Arusha: The East African Community (EAC) Heads of State meeting in Arusha, Tanzania, have today Friday tasked President Museveni to oversee the political federation process of the bloc.

The resolution, announced by the EAC Secretary General, Liberat Mfumekeko, at the close of the 20th Ordinary Summit of heads of state at the Arusha International Conference Centre, indicated that member states had nominated constitutional experts to guide the federation process.

President Museveni, said the secretary general, will now be responsible for offering political guidance to this team which is expected to present an interim report within seven months.

Earlier, President Museveni, who is the outgoing chairperson of the community, handed over office to his Rwandan counterpart, Paul Kagame, with a positive projection of the community’s future.

The East African Community, said President Museveni, has woken up and is now addressing core economic issues.

“For a long time with other groups like the World Bank, we have been talking about private sector led growth,” said President Museveni.

“But private sector cannot come in if you do not solve high costs of doing business. East Africa, however, is waking up.”

The President pointed out that the community was now tackling the key cost pushers, which include high cost of electricity, transport, labour and cost of finance.


The region, President Museveni noted, must put more effort into addressing the cost of finance, which he said was still a sticking issue.

Also present at the summit, held under the theme “Enhancing the Economic, Social and Political Integration of the EAC”, were Presidents John Pombe Magufuli of Tanzania, Kenya’s Uhuru Kenyatta while Burundi’s delegation was led by 1st Vice President Gastone Sindimu.

South Sudan’s President Salva Kiir was represented by his Minister for Trade and East African Affairs, Paul Mayom Akech.

Uganda’s Foreign Affairs Minister Sam Kutesa and the Ambassador to Tanzania Richard Kabonero graced the function.

Both President Kagame and Mr. Mfumekeko paid tribute to President Museveni for steering the community well, since he assumed the reins in May 2017.

“I thank President Museveni. He has been very supportive,” said Mr Mfumekeko. “He has always given me audience when I needed it.”

The secretary general, noting that the EAC marks 20 years this year, listed several milestones attained by the community in the field of infrastructure, education and health among others.

The single customs territory, according to Mr Mfumekeko, is in progress and measures already adopted like one-stop border posts are making it easier to do business in the region.

He said Kenya, Uganda and Rwanda were now recognizing national identity cards as travel documents, adding: “The EAC of today is not that of 20 years ago.

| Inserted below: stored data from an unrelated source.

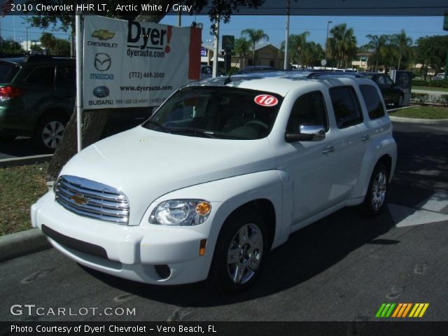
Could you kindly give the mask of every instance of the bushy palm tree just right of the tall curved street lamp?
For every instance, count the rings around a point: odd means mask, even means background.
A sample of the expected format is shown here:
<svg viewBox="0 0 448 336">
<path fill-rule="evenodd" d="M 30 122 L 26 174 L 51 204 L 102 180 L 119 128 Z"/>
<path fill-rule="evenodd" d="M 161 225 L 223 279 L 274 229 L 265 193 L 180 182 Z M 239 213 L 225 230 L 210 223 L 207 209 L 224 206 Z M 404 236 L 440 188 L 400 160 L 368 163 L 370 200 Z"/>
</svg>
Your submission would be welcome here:
<svg viewBox="0 0 448 336">
<path fill-rule="evenodd" d="M 333 27 L 330 30 L 332 36 L 328 38 L 328 51 L 332 58 L 336 59 L 339 67 L 346 67 L 349 60 L 356 55 L 356 37 L 353 28 L 346 27 L 345 23 Z"/>
</svg>

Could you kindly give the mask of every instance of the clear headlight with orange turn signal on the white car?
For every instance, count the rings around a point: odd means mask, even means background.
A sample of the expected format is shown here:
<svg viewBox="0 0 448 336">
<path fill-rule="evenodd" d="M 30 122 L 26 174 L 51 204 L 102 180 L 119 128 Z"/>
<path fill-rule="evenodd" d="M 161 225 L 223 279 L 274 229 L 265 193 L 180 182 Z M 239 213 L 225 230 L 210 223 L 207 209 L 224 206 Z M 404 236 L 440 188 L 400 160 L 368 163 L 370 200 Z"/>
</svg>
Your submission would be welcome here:
<svg viewBox="0 0 448 336">
<path fill-rule="evenodd" d="M 204 200 L 161 202 L 149 216 L 149 223 L 160 225 L 199 225 L 207 221 L 211 204 Z"/>
</svg>

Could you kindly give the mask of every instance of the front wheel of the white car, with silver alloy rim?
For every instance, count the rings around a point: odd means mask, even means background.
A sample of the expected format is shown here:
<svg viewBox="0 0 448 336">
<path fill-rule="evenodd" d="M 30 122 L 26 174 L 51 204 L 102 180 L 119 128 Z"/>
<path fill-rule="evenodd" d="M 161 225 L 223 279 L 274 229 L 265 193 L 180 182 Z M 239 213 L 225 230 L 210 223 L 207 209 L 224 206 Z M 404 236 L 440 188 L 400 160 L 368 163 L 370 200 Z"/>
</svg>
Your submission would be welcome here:
<svg viewBox="0 0 448 336">
<path fill-rule="evenodd" d="M 230 216 L 216 242 L 211 267 L 215 285 L 230 292 L 246 290 L 260 274 L 268 251 L 267 228 L 258 214 L 239 211 Z"/>
</svg>

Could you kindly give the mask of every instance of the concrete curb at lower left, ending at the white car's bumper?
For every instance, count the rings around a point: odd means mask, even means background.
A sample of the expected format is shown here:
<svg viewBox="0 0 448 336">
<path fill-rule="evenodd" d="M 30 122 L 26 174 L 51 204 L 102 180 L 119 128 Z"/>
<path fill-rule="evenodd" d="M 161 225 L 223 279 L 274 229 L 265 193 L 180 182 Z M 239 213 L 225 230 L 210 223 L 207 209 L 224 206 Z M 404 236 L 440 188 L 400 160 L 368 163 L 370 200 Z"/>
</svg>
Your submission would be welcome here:
<svg viewBox="0 0 448 336">
<path fill-rule="evenodd" d="M 41 230 L 27 231 L 0 237 L 0 262 L 46 250 L 51 245 Z"/>
</svg>

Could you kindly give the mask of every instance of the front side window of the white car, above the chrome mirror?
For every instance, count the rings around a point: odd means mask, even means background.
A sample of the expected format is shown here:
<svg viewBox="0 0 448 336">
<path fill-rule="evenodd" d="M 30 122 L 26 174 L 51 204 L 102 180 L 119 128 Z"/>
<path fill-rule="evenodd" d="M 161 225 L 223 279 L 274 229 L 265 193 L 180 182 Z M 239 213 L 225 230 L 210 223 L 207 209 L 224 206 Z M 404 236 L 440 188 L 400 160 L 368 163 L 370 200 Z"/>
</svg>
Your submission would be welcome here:
<svg viewBox="0 0 448 336">
<path fill-rule="evenodd" d="M 320 91 L 302 94 L 294 103 L 289 116 L 288 132 L 300 132 L 300 125 L 319 125 L 328 129 L 323 94 Z"/>
</svg>

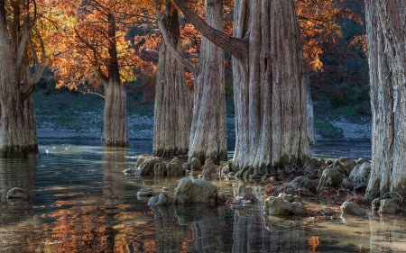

We are more vibrant with more improved change in socio-economic spheres.”

On his part, President Kagame said this summit “comes at an important moment as we approach the 20th anniversary of the revival of the EAC. We have much to celebrate. But it is also a moment to reflect on the meaning and value of this Community which is important to all of us.”

He said EAC is an opportunity to “address whatever challenges exist directly and frankly, so that we can move confidently together into the future.”

Kagame emphasised that leaders cannot afford to “fall behind particularly when the EAC was starting to make good progress. It is up to us to ensure that this community works for us as it should.”

Addressing the assembly, the Chairman of the East African Business Community, Nicholas Nesbitt, challenged the community to walk the talk on integration.

“Let us think region before we think nation. Let us have an East African perspective to business. It is shameful that 150 million buy second-hand shoes, clothes, from third parties yet our cotton industries are dying, our ginneries degenerating,” said Mr Nesbitt, who is also the General Manager IBM East Africa.

“Let us produce value, we should manufacture and not just be traders. Let us create value chains. If Kenya assembles cars in Thika, why should the tyres not be made in Tanzania, the exhaust pipes in Uganda and dashboards in Rwanda? Let it be a truly East African car,” he said.

At the summit, Tanzania’s Justice Sauda Mujasiri, was sworn in as a judge of the Appellate Division of the East African Court of Justice.